In the first 20 minutes Thursday night, the Colorado Avalanche delivered blow after blow as the fast, aggressive team tried to set a physical tone by going after the Wild's more diminutive players.

But the Wild absorbed those thumps, got through Round 1, adjusted impressively and delivered a second-round, three-goal effort to seemingly take control of Game 1 of the Western Conference quarterfinals.

And then the third period came around.

The Wild managed the puck terribly and the Avalanche capitalized, rallying from a two-goal deficit to force overtime — the tying goal came with 13.4 seconds left — before completing the comeback, 5-4, at the Pepsi Center.

Paul Stastny, who also scored the tying goal, buried Nathan MacKinnon's setup between Ilya Bryzgalov's legs 7 minutes, 27 seconds into overtime. It came after the Wild several times failed to clear the zone during an extended shift in its end.

"We were in the driver's seat going into the third period," Wild forward Zach Parise said. "Even throughout the period, we were in a good spot. We can't let that happen. We've got to lock it down there."

Colorado rookie coach Patrick Roy so knows the importance of Game 1, he pulled goalie Semyon Varlamov with his down 4-3 with 3:01 left for an extra attacker. Teams that win Game 1 in a best-of-seven playoff series in the NHL hold an all-time series record of 417-190 (68.7 percent).

"We were defending pretty well and I think he recognized that they would have to push and they did," coach Mike Yeo said. "Clearly it was a good move."

The Wild came inches from scoring an empty-netter when rookie Erik Haula, who scored his first career goal in the second period, flipped a puck high out of the defensive zone.

But hustling Erik Johnson raced down and just stopped the puck from crossing the line. His momentum also knocked the net off the moorings, preventing Matt Cooke from scoring an empty-netter.

The referees must have felt Johnson's momentum caused it to occur because they didn't call a penalty, nor awarded a goal. Plus, the ensuing faceoff was bizarrely in the neutral zone instead of Colorado's end.

Yeo never got an explanation as to why.

"[Referees]didn't want to talk," defenseman Ryan Suter.

Johnson's save proved huge. Soon after defenseman Jared Spurgeon failed to clear the zone, the Avs tied the score when Johnson's shot's caromed off Bryzgalov and right to Stastny.

In overtime, the Wild had a couple of good chances, none bigger than Jason Pominville hitting the post. The Wild finally got caught on a line shift, the Avs pressured, Tyson Barrie skated away from Pominville, got the puck to Nathan MacKinnon and the 18-year-old wheeled behind the net to set up his third goal of the night.

"Playoff hockey, there are disappointments, and clearly that was one," Yeo said.

The Wild got goals from Charlie Coyle, Suter, Haula and Kyle Brodziak.
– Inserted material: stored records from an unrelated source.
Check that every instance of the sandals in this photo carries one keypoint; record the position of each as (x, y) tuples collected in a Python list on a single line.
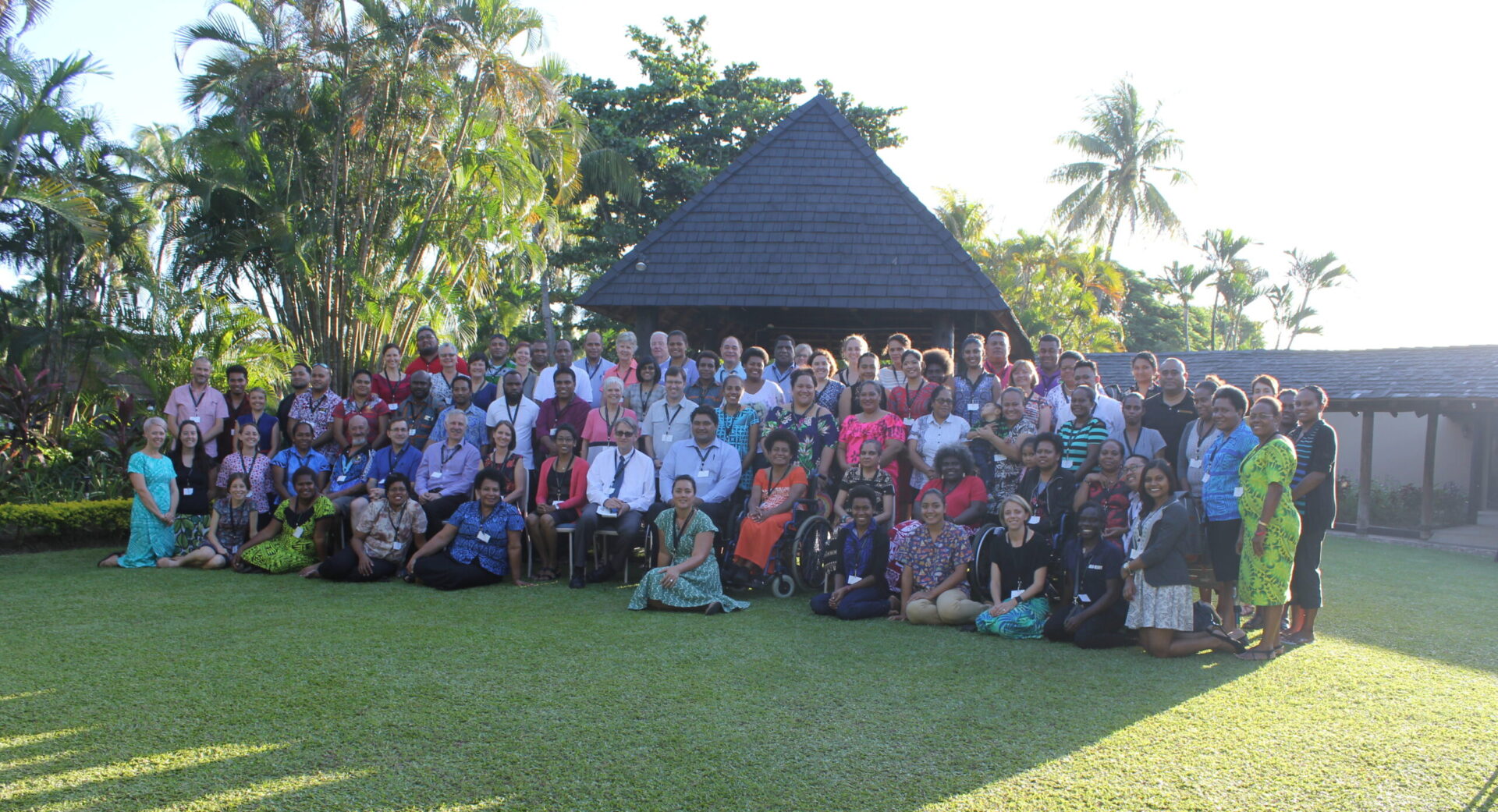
[(1239, 643)]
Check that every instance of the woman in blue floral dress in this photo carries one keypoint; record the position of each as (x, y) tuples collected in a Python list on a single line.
[(687, 574)]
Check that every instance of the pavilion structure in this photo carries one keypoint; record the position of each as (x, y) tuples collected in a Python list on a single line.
[(809, 234)]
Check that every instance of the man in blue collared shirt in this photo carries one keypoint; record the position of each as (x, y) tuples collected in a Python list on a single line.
[(463, 402), (288, 460), (709, 460), (400, 456)]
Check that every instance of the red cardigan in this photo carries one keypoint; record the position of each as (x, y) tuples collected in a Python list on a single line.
[(577, 483)]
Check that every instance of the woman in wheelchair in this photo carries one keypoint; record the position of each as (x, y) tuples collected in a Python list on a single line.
[(859, 586), (772, 501), (685, 577)]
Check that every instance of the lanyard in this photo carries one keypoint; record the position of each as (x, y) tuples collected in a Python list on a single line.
[(679, 529)]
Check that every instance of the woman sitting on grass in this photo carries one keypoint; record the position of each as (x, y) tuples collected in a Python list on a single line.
[(687, 576), (477, 546), (859, 586), (233, 520), (1155, 580), (934, 556), (1014, 562), (297, 537), (389, 529)]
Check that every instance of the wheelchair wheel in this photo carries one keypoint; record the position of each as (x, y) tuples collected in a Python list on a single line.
[(783, 586), (814, 543)]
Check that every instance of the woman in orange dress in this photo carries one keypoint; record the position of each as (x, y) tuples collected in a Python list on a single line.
[(770, 501)]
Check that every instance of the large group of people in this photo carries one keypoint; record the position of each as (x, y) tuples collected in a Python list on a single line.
[(1022, 499)]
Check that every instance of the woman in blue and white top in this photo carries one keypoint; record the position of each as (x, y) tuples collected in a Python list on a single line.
[(477, 546)]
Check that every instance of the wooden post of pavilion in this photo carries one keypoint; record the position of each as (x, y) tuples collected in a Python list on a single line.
[(1365, 475), (1428, 478)]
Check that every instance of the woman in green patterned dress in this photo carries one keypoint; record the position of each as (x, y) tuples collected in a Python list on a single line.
[(1271, 525), (297, 537), (687, 577), (154, 505)]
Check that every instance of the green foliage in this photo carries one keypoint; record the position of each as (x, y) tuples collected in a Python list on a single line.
[(677, 129), (23, 525), (1124, 146)]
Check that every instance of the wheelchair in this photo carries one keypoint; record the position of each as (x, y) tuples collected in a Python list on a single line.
[(804, 556)]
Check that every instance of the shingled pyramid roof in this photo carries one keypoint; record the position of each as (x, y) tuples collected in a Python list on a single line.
[(805, 218)]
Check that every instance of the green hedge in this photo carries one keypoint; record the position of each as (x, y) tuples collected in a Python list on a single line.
[(63, 525)]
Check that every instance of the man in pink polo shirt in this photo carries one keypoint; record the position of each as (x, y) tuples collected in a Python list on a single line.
[(198, 402)]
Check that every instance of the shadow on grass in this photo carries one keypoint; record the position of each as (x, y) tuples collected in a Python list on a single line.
[(387, 697)]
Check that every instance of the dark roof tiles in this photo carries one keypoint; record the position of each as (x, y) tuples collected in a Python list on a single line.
[(811, 206)]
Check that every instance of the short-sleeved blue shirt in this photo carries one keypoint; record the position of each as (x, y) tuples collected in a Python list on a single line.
[(1219, 465), (492, 555)]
Haula and Brodziak scored their first career playoff goals 2:04 apart late in the second.

But Brodziak handed it right back when after the Wild killed off its fourth power play of the game, he coughed up the puck under no duress. Moments later, Jamie McGinn made it 4-3.

That made for frantic final 13 minutes and highlighted a game in which the Wild managed the puck poorly during several critical junctures. On the tying goal, all Spurgeon had to do was flip the puck out of the defensive zone and the Wild would carry a 1-0 lead into Saturday's Game 2.
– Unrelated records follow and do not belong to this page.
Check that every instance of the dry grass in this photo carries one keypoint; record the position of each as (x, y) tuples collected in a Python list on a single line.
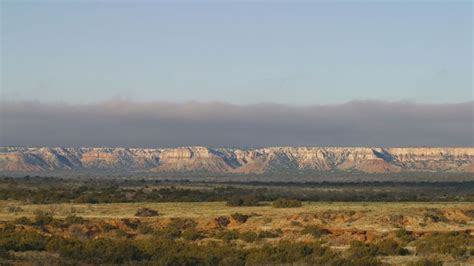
[(367, 215)]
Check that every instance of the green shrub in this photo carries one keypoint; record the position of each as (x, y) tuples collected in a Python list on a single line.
[(404, 236), (74, 219), (227, 235), (427, 262), (270, 234), (23, 221), (241, 218), (286, 203), (42, 218), (453, 243), (236, 201), (249, 236), (315, 231), (290, 252), (390, 247), (191, 234)]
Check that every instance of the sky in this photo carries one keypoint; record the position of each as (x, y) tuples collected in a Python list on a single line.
[(230, 73), (303, 53)]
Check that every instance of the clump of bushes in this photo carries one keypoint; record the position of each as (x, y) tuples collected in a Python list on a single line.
[(227, 235), (390, 247), (42, 218), (237, 201), (14, 209), (427, 262), (404, 235), (452, 243), (146, 212), (270, 234), (222, 221), (191, 234), (249, 236), (286, 203), (74, 219), (23, 221), (315, 231), (241, 218)]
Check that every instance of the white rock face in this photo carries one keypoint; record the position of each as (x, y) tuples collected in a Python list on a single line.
[(223, 160)]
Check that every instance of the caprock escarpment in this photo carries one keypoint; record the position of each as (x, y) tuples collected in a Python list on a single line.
[(239, 161)]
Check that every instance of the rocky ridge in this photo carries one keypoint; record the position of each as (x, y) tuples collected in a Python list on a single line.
[(239, 161)]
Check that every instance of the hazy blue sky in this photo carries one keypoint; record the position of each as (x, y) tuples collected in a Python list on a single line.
[(300, 53)]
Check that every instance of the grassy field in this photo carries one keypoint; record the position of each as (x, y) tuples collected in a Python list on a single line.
[(374, 216), (337, 224)]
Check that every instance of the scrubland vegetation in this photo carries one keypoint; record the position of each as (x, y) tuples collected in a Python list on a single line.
[(218, 224)]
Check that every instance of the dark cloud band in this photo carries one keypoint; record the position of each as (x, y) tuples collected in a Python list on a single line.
[(160, 124)]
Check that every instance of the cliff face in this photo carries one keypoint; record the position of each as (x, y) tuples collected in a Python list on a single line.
[(222, 160)]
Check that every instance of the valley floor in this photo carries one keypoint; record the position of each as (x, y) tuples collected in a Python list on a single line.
[(336, 224)]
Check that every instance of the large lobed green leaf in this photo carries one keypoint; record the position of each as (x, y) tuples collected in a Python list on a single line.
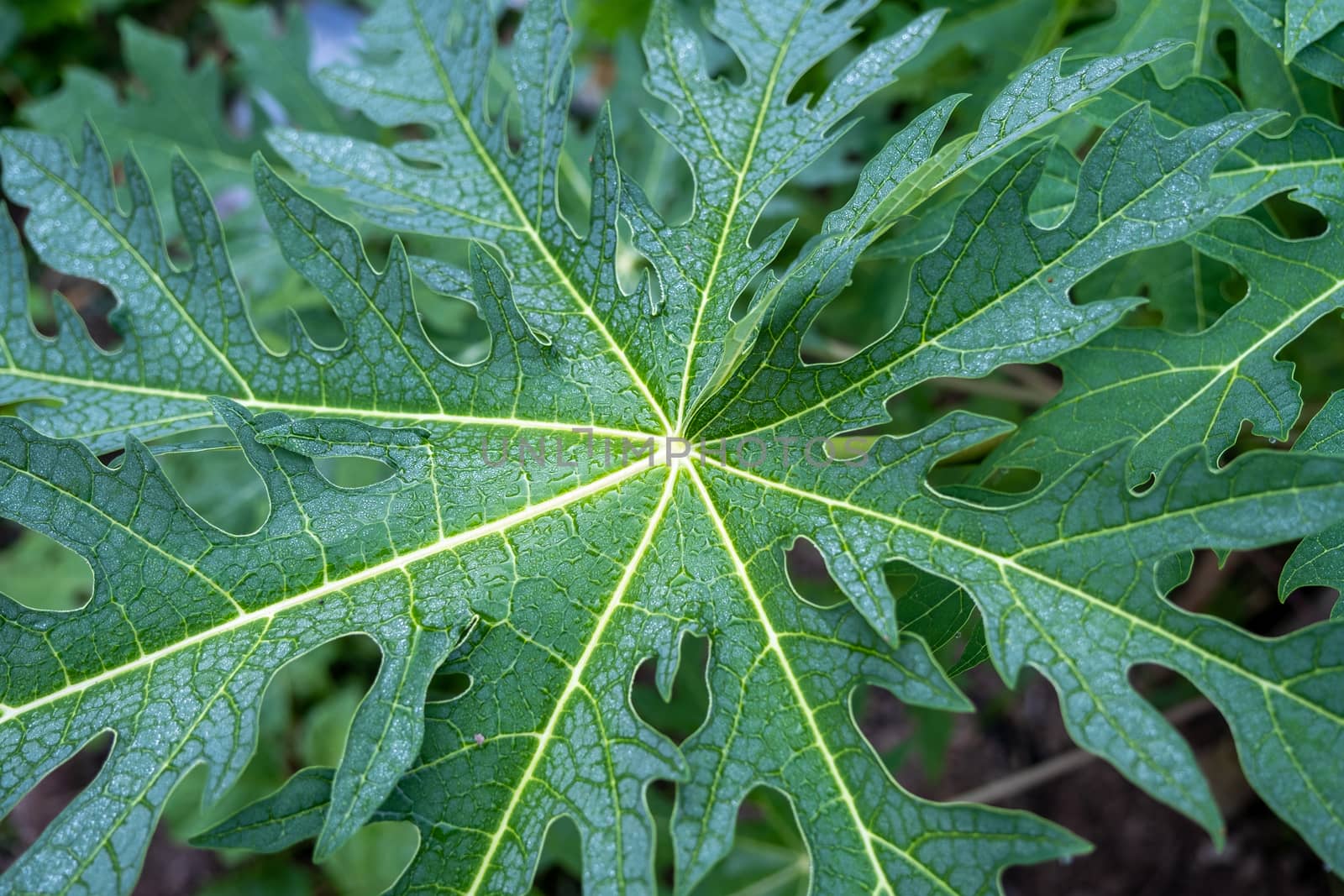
[(549, 584)]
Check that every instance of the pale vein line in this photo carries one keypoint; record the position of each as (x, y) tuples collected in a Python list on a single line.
[(507, 192), (1236, 362), (398, 563), (759, 127), (773, 638), (573, 684), (292, 407), (1008, 563), (144, 264)]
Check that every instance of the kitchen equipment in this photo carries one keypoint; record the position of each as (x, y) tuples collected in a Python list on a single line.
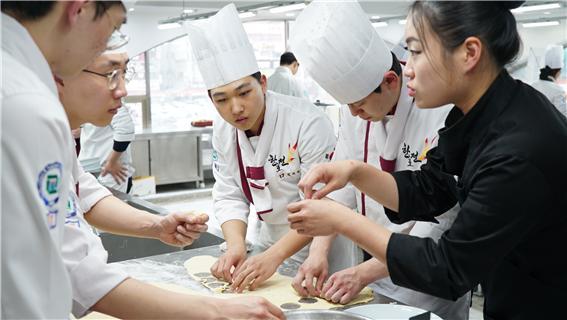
[(322, 315)]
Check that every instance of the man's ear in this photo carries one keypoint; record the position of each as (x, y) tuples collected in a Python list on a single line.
[(74, 9), (390, 79)]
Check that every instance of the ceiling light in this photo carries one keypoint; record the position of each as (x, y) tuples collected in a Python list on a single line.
[(546, 6), (247, 14), (540, 24), (292, 7), (380, 24), (170, 25)]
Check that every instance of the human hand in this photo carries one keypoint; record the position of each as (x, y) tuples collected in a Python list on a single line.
[(232, 258), (254, 271), (316, 266), (254, 308), (343, 286), (334, 176), (181, 228), (316, 217)]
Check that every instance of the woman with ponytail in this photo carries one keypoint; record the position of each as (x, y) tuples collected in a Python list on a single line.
[(501, 156), (547, 83)]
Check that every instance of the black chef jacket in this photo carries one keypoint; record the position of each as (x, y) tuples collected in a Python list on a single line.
[(505, 163)]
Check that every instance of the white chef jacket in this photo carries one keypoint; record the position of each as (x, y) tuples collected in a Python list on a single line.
[(419, 135), (97, 142), (302, 137), (284, 82), (84, 256), (36, 170), (553, 92)]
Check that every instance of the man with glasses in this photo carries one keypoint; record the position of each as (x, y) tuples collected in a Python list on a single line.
[(109, 144), (101, 287), (41, 40)]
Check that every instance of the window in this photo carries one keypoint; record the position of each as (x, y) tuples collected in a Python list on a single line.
[(178, 93)]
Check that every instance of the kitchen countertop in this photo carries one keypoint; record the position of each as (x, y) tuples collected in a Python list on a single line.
[(168, 268)]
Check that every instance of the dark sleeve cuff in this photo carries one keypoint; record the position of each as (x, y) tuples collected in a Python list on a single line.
[(405, 210), (120, 146)]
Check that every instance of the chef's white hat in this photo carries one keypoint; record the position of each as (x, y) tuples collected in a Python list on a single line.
[(554, 56), (339, 48), (221, 47)]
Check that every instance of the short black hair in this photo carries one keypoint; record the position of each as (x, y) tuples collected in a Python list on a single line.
[(287, 58), (256, 75), (454, 21), (35, 10), (396, 67)]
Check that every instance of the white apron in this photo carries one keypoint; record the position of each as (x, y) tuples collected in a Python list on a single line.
[(295, 136), (393, 145)]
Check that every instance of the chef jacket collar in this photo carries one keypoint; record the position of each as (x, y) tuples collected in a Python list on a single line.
[(18, 42)]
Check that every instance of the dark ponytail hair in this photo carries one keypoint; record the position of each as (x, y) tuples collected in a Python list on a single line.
[(547, 72), (454, 21)]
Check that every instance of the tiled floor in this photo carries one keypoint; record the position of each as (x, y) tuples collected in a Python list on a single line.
[(201, 201)]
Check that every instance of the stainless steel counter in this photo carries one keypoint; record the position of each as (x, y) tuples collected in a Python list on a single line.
[(150, 133), (171, 156)]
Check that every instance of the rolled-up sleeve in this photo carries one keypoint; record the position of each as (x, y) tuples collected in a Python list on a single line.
[(229, 202), (86, 262)]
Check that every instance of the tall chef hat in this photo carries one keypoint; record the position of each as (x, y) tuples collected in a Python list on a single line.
[(339, 48), (221, 47), (554, 56)]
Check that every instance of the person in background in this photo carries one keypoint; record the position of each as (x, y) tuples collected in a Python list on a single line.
[(111, 145), (547, 83), (263, 143), (98, 286), (380, 126), (42, 40), (503, 142), (283, 80)]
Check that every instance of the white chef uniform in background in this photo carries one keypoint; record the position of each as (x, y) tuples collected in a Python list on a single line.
[(341, 50), (97, 142), (554, 59), (283, 81), (35, 168), (295, 134)]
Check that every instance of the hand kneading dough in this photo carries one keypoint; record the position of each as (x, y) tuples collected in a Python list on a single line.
[(277, 289)]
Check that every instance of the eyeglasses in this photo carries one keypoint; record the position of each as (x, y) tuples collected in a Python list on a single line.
[(117, 39), (114, 76)]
"That for me has got to be the focus," Yeo said, referring to being better with the puck and pressuring more aggressively in the defensive zone.

That's not easy against a fast, skilled Avs team. But the Wild knows it must respond.

"It's a race to four," veteran forward Matt Cooke said. "This is one win. We knew it wasn't going to be easy, and we're in this for the long haul."